The new country’s political structure rarely rewards merit, so those running the central and state institutions are squandering not only the trust but also the potential of those they mismanage. They are not only wasting the opportunities but also the future of South Sudan.
This form of corruption is crippling social and economic development, and as most anti-corruption activists noted, corruption is worse than murder in the country. It has killed more millions of pounds than the internal warfare.
Some national banks have been emptied out of their deposits and sent off to various personal accounts in foreign banks, condemning thousands of people to die of curable diseases and hunger. Some would think, and they would not be wrong, that politicians come from poverty and coming into money they would have empathy for those still trapped in the horrors of poverty.
Once these leaders get wealth and decent houses, they are often the last people on earth to care about the poverty they escaped. Combined with vulgar wasting of money on everything materialistic, they are more likely to kick the ladder down to make sure no one else can climb up.
South Sudan’s politicians use their leadership to enrich themselves and leave their country men and women trapped in the horrors of poverty. They also prey and play to the passions and prejudices of the people they represent and not instruct them in ways which foster their development and enhance the quality of their lives.
If one group is set against the other, any efforts to organize people around economic and social equality issues are made much more difficult, and perhaps more important, focusing on the volatile issues diverts attention from broader social and economic matters.
In conclusion, there is no denying that the problem of leadership is one of the top issues in South Sudan.
South Sudan has the capacity to end a generalized institutional crisis, public corruption, civil war and poverty.
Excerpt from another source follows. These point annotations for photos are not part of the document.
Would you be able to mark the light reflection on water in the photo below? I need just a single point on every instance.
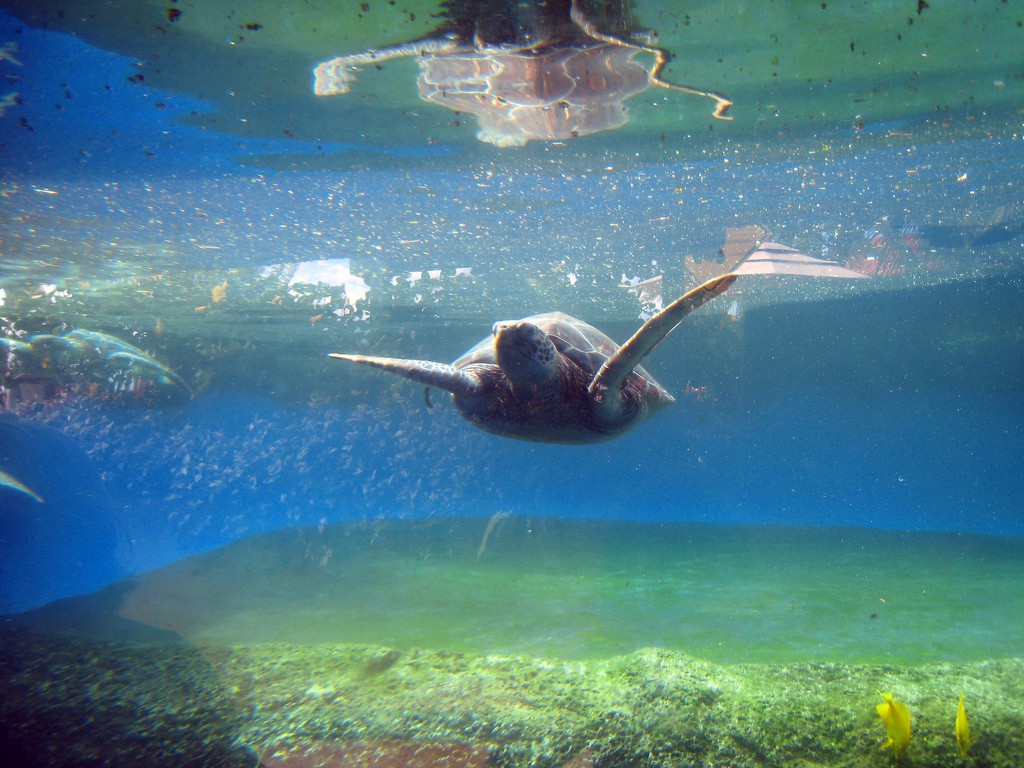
(164, 180)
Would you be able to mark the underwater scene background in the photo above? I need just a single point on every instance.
(219, 546)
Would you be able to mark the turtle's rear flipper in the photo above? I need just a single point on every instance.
(431, 374)
(621, 365)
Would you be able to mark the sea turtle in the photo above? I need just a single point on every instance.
(548, 71)
(552, 378)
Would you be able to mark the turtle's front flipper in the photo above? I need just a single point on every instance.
(621, 365)
(335, 76)
(438, 375)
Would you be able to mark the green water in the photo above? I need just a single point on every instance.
(590, 590)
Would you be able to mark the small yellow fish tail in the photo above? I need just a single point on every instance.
(964, 736)
(896, 717)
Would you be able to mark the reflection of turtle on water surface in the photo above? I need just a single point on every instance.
(529, 70)
(553, 378)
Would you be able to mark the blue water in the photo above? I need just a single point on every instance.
(161, 180)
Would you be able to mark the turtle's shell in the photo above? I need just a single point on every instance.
(581, 343)
(548, 93)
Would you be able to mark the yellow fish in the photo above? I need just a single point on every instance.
(896, 717)
(963, 729)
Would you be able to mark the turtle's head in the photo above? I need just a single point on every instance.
(524, 353)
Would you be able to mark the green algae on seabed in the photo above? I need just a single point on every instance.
(68, 701)
(651, 708)
(71, 701)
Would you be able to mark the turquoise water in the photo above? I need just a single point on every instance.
(318, 562)
(579, 590)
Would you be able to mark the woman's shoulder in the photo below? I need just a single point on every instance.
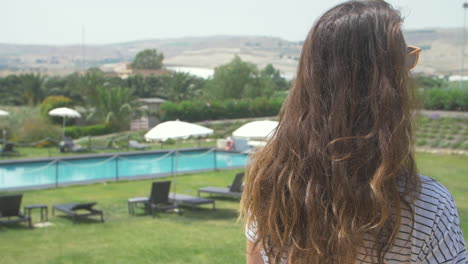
(432, 194)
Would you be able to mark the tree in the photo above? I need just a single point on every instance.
(148, 59)
(230, 80)
(115, 105)
(10, 90)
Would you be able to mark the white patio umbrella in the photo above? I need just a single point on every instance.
(256, 130)
(64, 112)
(176, 130)
(4, 113)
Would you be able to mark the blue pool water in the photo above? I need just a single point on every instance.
(56, 172)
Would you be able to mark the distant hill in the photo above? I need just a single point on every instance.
(441, 53)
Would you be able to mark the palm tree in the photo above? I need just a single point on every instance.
(115, 105)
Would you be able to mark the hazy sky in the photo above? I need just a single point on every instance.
(109, 21)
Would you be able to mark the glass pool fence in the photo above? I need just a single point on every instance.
(121, 166)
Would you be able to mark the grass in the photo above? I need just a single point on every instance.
(198, 236)
(443, 133)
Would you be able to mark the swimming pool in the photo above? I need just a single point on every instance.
(69, 170)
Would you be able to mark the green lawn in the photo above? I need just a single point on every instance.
(198, 236)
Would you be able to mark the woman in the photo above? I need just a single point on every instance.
(337, 183)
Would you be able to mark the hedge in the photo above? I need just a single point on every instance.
(454, 99)
(93, 130)
(193, 111)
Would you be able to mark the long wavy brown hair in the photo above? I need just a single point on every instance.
(340, 167)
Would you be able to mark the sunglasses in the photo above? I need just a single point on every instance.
(412, 57)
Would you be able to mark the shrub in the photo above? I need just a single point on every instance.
(455, 99)
(36, 129)
(93, 130)
(193, 111)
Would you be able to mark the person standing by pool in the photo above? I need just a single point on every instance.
(338, 183)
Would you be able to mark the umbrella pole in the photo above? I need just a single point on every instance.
(63, 126)
(4, 137)
(175, 177)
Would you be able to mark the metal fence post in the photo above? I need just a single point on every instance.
(56, 173)
(172, 163)
(116, 168)
(215, 160)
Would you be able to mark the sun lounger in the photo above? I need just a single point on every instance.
(78, 210)
(157, 201)
(10, 210)
(69, 145)
(234, 191)
(134, 144)
(8, 149)
(192, 201)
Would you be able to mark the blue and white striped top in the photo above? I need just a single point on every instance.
(436, 237)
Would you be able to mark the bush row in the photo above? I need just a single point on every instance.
(93, 130)
(455, 99)
(193, 111)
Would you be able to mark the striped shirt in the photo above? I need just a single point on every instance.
(435, 238)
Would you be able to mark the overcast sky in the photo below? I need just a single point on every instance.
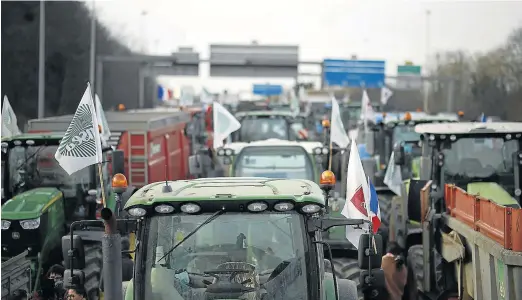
(392, 30)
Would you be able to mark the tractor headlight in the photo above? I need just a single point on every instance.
(30, 224)
(229, 152)
(320, 151)
(311, 208)
(5, 224)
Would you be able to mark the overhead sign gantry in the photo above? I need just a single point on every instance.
(254, 61)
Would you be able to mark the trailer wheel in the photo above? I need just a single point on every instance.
(348, 268)
(416, 270)
(93, 269)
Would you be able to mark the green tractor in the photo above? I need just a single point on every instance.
(42, 201)
(232, 238)
(473, 156)
(456, 220)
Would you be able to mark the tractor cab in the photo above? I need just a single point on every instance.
(470, 200)
(42, 201)
(481, 158)
(234, 238)
(275, 159)
(398, 130)
(262, 125)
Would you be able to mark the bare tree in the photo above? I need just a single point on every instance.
(490, 82)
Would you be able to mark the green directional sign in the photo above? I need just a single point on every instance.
(408, 70)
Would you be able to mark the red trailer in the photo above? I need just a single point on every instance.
(153, 141)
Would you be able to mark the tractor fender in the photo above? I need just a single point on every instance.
(347, 289)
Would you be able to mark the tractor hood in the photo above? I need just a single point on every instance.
(492, 191)
(31, 204)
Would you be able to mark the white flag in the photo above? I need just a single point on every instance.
(9, 120)
(294, 103)
(357, 195)
(366, 107)
(206, 97)
(102, 121)
(393, 176)
(386, 94)
(337, 132)
(224, 124)
(81, 145)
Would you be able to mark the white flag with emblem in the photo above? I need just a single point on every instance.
(102, 121)
(386, 94)
(224, 124)
(9, 121)
(81, 145)
(337, 132)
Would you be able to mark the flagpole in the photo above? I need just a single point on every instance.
(330, 160)
(100, 173)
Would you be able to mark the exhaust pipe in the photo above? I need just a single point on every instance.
(111, 247)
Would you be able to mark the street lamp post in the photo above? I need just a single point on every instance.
(427, 51)
(41, 62)
(92, 62)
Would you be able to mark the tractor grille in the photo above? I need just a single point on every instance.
(16, 240)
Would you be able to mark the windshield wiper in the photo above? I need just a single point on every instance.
(210, 219)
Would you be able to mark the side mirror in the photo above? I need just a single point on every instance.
(195, 165)
(73, 279)
(118, 162)
(77, 251)
(366, 250)
(370, 142)
(399, 155)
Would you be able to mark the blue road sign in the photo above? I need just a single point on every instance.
(354, 73)
(267, 89)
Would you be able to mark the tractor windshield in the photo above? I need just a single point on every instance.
(237, 256)
(257, 129)
(480, 160)
(405, 133)
(35, 166)
(274, 162)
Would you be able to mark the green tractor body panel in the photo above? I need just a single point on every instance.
(248, 188)
(31, 204)
(336, 233)
(492, 191)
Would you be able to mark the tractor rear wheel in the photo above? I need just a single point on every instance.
(93, 269)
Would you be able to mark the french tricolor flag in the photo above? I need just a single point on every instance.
(361, 198)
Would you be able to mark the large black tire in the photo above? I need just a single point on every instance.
(348, 290)
(415, 264)
(93, 269)
(348, 268)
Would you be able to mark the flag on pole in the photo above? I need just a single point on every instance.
(357, 195)
(81, 145)
(393, 176)
(224, 124)
(367, 112)
(374, 211)
(386, 94)
(105, 133)
(9, 120)
(294, 103)
(337, 132)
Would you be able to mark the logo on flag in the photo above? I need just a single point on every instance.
(79, 139)
(81, 145)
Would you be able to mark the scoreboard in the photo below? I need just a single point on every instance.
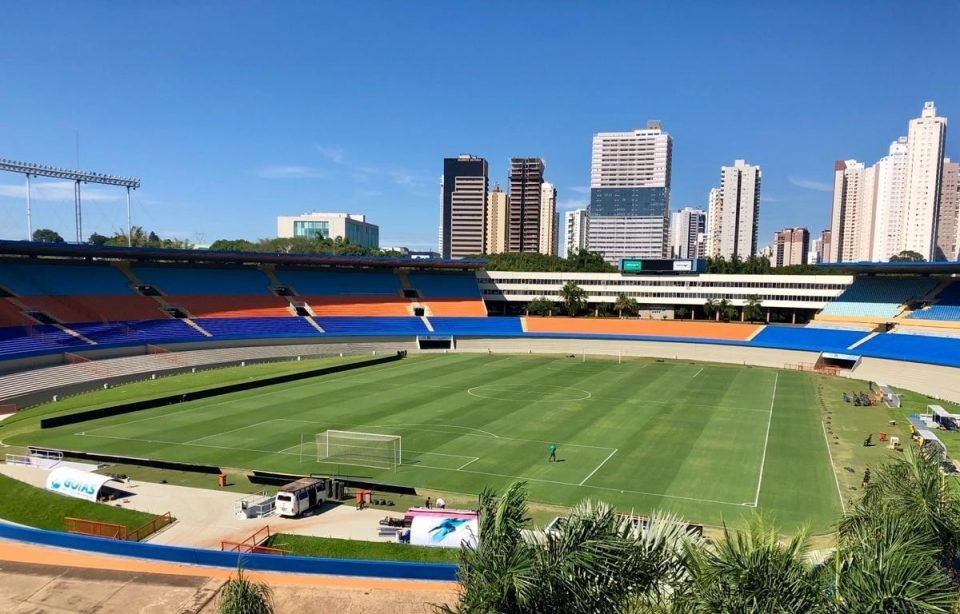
(660, 266)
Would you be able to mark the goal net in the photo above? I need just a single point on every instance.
(361, 449)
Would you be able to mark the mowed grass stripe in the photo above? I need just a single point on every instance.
(689, 437)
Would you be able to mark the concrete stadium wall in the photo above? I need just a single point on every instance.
(215, 558)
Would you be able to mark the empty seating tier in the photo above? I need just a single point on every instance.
(878, 297)
(340, 283)
(63, 279)
(205, 306)
(496, 327)
(96, 308)
(373, 326)
(445, 285)
(328, 306)
(647, 328)
(807, 338)
(945, 308)
(177, 280)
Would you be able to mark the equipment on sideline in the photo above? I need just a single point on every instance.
(361, 449)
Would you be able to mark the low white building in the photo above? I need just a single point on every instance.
(351, 226)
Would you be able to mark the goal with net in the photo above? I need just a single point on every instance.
(361, 449)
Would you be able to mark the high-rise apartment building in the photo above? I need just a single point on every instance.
(576, 231)
(526, 181)
(498, 221)
(630, 193)
(790, 247)
(687, 233)
(925, 146)
(890, 178)
(948, 223)
(851, 222)
(463, 206)
(548, 219)
(735, 212)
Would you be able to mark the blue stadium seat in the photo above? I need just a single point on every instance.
(258, 327)
(25, 340)
(373, 326)
(807, 338)
(341, 283)
(946, 306)
(64, 280)
(915, 348)
(200, 280)
(494, 327)
(445, 285)
(878, 297)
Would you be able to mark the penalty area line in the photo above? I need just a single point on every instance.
(604, 462)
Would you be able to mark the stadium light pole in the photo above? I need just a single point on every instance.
(29, 212)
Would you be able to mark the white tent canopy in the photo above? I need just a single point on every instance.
(76, 483)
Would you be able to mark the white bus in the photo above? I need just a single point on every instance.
(297, 497)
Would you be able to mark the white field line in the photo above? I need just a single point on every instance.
(836, 479)
(766, 439)
(604, 462)
(467, 463)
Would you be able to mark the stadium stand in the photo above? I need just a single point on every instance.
(58, 279)
(212, 306)
(340, 283)
(946, 306)
(373, 326)
(192, 280)
(494, 327)
(807, 338)
(258, 327)
(651, 328)
(878, 297)
(25, 340)
(915, 348)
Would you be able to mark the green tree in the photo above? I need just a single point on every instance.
(574, 298)
(540, 306)
(907, 256)
(241, 596)
(625, 303)
(45, 235)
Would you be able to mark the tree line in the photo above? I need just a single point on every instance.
(894, 551)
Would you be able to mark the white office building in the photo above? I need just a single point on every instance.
(925, 144)
(630, 193)
(687, 233)
(350, 226)
(735, 212)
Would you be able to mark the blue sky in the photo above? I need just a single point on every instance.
(234, 113)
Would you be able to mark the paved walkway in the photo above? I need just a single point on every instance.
(42, 579)
(205, 517)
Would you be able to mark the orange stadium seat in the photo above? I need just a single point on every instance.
(237, 306)
(331, 306)
(653, 328)
(96, 308)
(455, 307)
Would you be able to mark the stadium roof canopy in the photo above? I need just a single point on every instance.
(910, 268)
(150, 254)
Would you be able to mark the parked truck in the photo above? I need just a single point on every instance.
(297, 497)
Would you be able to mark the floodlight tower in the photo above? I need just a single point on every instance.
(77, 177)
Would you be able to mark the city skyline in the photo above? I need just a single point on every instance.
(189, 98)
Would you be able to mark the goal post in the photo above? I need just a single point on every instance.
(374, 450)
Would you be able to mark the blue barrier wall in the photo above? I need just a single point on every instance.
(214, 558)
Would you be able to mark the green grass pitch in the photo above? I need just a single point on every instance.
(709, 442)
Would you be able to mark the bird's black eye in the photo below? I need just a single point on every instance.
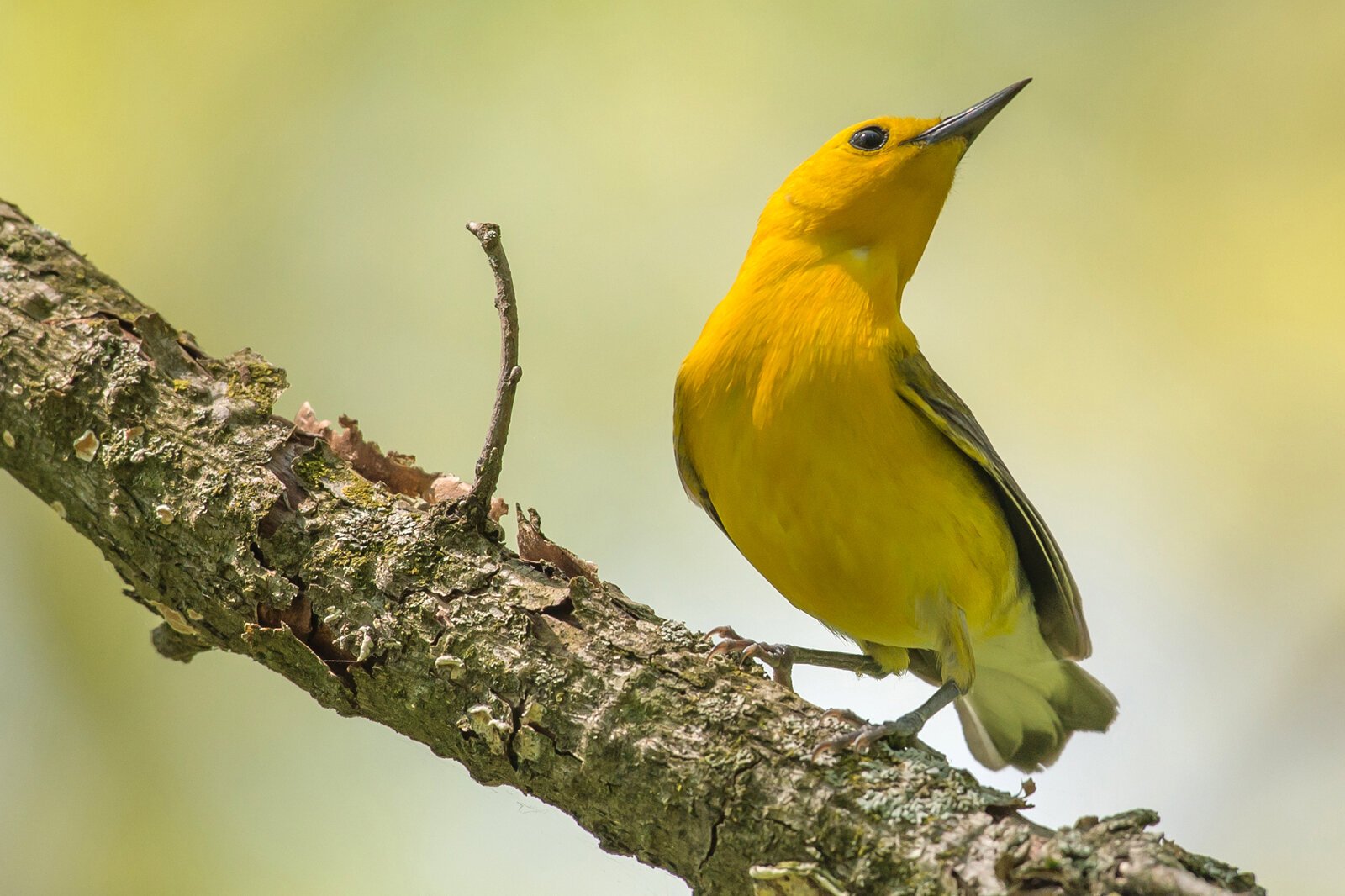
(869, 139)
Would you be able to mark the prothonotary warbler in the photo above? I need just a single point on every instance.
(817, 436)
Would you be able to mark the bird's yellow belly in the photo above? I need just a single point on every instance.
(861, 513)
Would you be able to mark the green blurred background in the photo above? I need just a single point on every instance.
(1137, 284)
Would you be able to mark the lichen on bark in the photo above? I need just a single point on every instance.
(249, 535)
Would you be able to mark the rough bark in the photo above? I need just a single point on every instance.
(248, 535)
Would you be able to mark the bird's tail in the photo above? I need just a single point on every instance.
(1026, 703)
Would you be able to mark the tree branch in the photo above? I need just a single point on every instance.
(251, 535)
(477, 502)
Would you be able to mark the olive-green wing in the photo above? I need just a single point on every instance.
(1059, 607)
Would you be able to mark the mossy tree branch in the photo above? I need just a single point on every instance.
(248, 535)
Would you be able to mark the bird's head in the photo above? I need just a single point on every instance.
(881, 183)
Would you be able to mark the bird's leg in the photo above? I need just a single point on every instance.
(861, 739)
(782, 658)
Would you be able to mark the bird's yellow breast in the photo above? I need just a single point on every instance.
(837, 490)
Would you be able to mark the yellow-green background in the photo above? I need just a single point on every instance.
(1137, 284)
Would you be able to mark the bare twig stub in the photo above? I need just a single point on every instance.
(477, 505)
(246, 535)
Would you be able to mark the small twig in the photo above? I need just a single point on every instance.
(477, 505)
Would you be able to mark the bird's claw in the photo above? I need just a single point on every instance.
(778, 656)
(862, 737)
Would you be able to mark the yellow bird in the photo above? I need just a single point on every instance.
(817, 436)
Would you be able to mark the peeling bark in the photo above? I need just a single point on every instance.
(248, 535)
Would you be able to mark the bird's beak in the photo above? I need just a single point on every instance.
(968, 123)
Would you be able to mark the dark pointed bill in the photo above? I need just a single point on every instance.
(970, 123)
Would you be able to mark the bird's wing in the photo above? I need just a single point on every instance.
(1059, 607)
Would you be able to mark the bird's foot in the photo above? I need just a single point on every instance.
(778, 656)
(865, 735)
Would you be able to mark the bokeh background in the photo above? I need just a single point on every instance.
(1137, 284)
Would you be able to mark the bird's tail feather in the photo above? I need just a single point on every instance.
(1022, 714)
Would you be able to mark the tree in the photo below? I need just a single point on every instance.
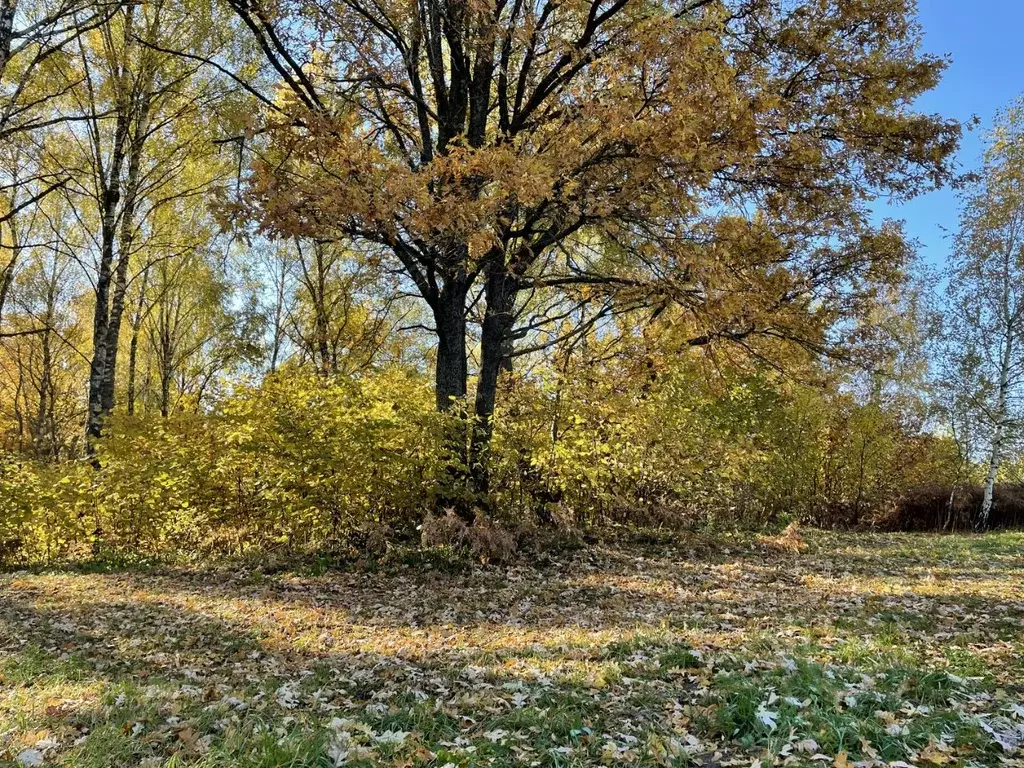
(143, 146)
(986, 295)
(617, 155)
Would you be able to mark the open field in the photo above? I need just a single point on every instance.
(867, 649)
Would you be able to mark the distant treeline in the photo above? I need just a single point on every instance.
(939, 507)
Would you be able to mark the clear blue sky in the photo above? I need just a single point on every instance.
(984, 39)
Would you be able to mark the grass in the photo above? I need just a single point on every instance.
(867, 650)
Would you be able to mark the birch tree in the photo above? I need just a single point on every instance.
(986, 292)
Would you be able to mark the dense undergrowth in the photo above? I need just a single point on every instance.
(353, 466)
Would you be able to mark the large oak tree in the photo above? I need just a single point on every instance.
(525, 162)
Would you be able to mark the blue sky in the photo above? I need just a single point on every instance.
(983, 37)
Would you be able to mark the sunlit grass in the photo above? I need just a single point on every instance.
(875, 648)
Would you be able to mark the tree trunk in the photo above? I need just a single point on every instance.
(998, 433)
(451, 374)
(7, 11)
(498, 317)
(452, 370)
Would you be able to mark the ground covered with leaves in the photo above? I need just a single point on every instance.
(865, 649)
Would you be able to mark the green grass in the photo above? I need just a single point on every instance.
(869, 647)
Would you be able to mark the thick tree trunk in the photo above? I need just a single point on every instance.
(500, 293)
(451, 374)
(452, 370)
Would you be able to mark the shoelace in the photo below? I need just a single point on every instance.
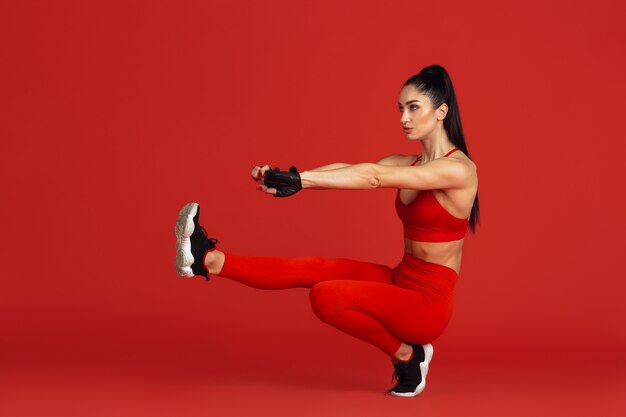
(397, 376)
(211, 239)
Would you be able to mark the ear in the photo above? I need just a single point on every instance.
(442, 111)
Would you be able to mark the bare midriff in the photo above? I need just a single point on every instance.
(442, 253)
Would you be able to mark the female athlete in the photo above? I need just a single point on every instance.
(400, 310)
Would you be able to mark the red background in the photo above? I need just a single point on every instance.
(114, 114)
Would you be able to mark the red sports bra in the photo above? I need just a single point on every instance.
(425, 219)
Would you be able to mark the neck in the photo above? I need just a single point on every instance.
(436, 146)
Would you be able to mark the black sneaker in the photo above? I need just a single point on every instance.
(411, 375)
(192, 243)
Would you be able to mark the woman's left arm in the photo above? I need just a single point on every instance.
(440, 173)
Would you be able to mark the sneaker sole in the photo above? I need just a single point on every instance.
(428, 355)
(184, 228)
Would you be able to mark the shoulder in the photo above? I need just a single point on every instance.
(464, 167)
(463, 160)
(397, 159)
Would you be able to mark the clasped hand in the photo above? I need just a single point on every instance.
(276, 182)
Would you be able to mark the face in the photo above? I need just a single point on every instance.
(418, 118)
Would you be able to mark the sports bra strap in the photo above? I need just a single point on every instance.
(420, 155)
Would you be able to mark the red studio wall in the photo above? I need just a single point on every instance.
(115, 114)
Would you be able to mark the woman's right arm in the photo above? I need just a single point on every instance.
(329, 167)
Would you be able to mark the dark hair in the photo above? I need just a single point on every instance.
(435, 83)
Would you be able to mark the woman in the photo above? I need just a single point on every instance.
(400, 310)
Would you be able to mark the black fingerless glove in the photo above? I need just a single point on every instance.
(286, 182)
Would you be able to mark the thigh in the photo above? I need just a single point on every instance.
(407, 313)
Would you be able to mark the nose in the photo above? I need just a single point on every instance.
(405, 118)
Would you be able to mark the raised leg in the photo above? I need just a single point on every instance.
(273, 272)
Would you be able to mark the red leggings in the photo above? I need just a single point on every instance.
(384, 306)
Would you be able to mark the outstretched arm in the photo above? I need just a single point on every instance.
(351, 177)
(437, 174)
(329, 167)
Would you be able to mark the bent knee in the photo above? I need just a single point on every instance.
(324, 299)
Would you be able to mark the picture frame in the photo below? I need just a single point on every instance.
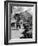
(9, 6)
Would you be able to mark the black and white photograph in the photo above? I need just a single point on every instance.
(20, 22)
What really then is lacking is the will to do so, and that will is largely locked in the hands of those who call themselves national leaders.
There is only one path -organize people to create civil societies that hold leadership accountable. Have clear social policies pushed into governments. Peer review your peers and peer review your leaders. Make it so that any leader that has a hint of corruption, tribalism, nepotism, cronyism- has no hope of getting into public office.
The one-party dictatorships of Africa have long since disappeared, but one-party rule is still alive in the new state of South Sudan, and citizens have no power to put pressure on their leadership nor can they shape the leaders that best represent their interests. The solution must come from the people.